Federal prosecutors say five executives spent a decade embezzling money from the Twin Cities company that is America's biggest hearing aid maker, stealing $20 million from Starkey Laboratories.
The U.S. Attorney for Minnesota, Andrew Luger, announced the indictment Tuesday, saying the suspects used the money they stole to buy a car and a condo among other purchases.
According to the indictment, the five men created a network of bogus companies, awarded themselves restricted stock, and otherwise embezzled money from 2006 through September of last year. Two of the defendants worked for other companies that do business with Starkey.
The indicted executives include Jerry Ruzicka, the former president of Starkey Hearing Technologies, and Scott Nelson, the president of Sonion, a company that supplied hearing aid parts to Starkey.

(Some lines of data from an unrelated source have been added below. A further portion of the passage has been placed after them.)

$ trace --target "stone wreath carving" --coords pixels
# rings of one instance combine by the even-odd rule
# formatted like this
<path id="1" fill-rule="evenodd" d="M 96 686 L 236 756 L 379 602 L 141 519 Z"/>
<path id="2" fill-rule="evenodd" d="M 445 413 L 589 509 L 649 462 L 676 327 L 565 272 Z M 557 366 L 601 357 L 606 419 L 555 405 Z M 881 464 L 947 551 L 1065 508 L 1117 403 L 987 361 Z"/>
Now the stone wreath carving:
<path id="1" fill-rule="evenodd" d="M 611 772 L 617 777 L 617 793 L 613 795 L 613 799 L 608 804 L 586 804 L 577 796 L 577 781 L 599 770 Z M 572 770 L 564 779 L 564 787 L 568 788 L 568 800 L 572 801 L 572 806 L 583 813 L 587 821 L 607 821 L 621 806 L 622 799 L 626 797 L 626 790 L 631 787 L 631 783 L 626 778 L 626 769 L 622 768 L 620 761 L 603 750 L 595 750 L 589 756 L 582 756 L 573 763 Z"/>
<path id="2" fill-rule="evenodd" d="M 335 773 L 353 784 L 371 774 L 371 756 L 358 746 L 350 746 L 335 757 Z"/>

Prosecutors say those two created a sham company called Archer Consulting, which received "commission" payments and "consulting fees" of up to $75,000 a month. The indictment says Archer Consulting collected a total of more than $7.6 million by last year.
Allegedly spent on taxes, Jaguar, condo
Luger provided examples of how the executives spent the money they're accused of stealing from Starkey.
He says Ruzicka used $200,000 he embezzled from Starkey to pay his federal and state income taxes in 2014. Ruzicka is also accused of having a car that Starkey purchased – a $119,000 2011 Jaguar – transferred to his name.
Nelson, the president of the company that supplied parts, allegedly spent $200,000 of embezzled money to buy a condo "so that he could carry on a clandestine personal relationship with a Starkey employee," Luger's office says.
Statement from Starkey
Starkey Hearing Technologies released an email statement saying in part:
“To say that we’re shocked by the betrayal and breach of trust described in today’s federal grand jury indictments would be an understatement. They describe a web of criminal activity and concealment among former top executives−who used forged signatures, fake invoices, fictitious vendors and falsified pay records to steal from the company and its founder. That description is in marked contrast to our long-held values and those of our separate foundation, the mission of which is to provide free hearing aids and the priceless gift of hearing to some of the world’s poorest people."
Starkey, which is based in Eden Prairie, says the company is nearly 50 years old and has 4,800 employees.